The state senate of New Jersey has voted to replace the death penalty with life imprisonment, a major step toward becoming the first U.S. state in three decades to abolish executions.
New Jersey senators voted 21-16 on Monday to get rid of capital punishment in favor of life without parole for the most serious offenders, and the state's general assembly is set to vote on the issue on Thursday.
With hefty support from New Jersey's Democratic-controlled assembly, the measure also enjoys the backing of Democratic governor Jon Corzine, who has vowed to sign it into law by January if lawmakers decide to pass it.
New Jersey voters largely oppose lifting the death penalty outright, however, backing execution for the most violent murders, according to an opinion poll released Tuesday by Quinnipiac University in Connecticut.
The study showed them opposing the move to ban executions by a majority of 53 to 39 percent. At the same time, however, a majority also preferred a life sentence without parole to a death sentence for first-degree murder.
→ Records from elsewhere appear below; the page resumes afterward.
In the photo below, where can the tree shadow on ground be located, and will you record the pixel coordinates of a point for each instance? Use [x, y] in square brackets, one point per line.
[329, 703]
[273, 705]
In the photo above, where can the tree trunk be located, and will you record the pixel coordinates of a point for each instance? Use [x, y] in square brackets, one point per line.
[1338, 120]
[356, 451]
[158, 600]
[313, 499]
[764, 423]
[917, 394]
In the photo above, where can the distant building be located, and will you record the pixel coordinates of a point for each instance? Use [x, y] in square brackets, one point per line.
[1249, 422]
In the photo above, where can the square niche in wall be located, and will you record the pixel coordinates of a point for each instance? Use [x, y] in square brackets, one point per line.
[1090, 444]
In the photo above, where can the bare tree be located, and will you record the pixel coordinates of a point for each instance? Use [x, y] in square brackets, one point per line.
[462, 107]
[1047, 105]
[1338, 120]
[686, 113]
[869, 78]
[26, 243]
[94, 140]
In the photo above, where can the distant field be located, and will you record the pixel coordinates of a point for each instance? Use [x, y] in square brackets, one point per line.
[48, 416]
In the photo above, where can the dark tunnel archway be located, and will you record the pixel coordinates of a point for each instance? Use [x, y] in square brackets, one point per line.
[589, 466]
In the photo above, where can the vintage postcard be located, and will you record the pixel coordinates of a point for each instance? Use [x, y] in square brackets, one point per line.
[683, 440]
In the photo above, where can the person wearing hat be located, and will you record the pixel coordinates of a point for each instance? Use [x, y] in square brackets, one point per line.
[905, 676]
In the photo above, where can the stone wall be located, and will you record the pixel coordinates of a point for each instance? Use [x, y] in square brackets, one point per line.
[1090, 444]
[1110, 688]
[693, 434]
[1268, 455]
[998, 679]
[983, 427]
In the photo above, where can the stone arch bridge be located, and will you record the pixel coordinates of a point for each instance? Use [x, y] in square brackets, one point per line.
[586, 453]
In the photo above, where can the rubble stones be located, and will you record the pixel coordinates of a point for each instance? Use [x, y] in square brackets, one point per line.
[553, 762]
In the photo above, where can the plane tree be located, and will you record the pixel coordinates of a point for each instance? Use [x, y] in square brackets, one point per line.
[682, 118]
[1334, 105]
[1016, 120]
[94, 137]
"New Jersey voters are sharply divided over the death penalty," said pollster Clay Richards of the university, in a report.
"There is no doubt, however, when it comes to the most violent crimes: most voters want death for serial murderers and child killers."
New Jersey has not executed any prisoners since 1963, even though it was one of the states to reinstall the death penalty after a US Supreme Court ruling in 1976 overturned an earlier ban.
"We're not going to use it. We shouldn't use it. Let's end it now," said Senator Raymond Lesniak, a main Democratic sponsor of the text. Republican Senator and co-sponsor Robert Martin added: "New Jersey can become a leader and an inspiration to other states."
Executions are technically legal in 37 US states, according to the Death Penalty Information Center. The northeastern state of New Jersey has since 2005 been among nearly two dozen states which have a freeze on administering the death penalty.
"There is increasing evidence that the death penalty is inconsistent with evolving standards of decency," said a special New Jersey commission tasked with examining the issue earlier this year. The panel voted 13-1 in favor of abolishing the death penalty.
Rights groups applauded New Jersey's step toward a ban.
"This is one more example of a general national wave of momentum moving against the death penalty in the US," said Shari Silberstein of Equal Justice USA, a Maryland-based group that opposes capital punishment.
The US Supreme Court on September 25 began deliberating whether lethal injections, the most common method of execution, infringe the US constitution's ban on "cruel and unusual punishment" amid growing controversy over the procedure.
One convict was executed the same day the Supreme Court announced its review, after a Texas court refused to stay open 20 minutes longer to hear the appeal of a man convicted of rape and murder.
However, no other executions have taken place since then as states have adopted an unofficial moratorium while the high court considers the matter.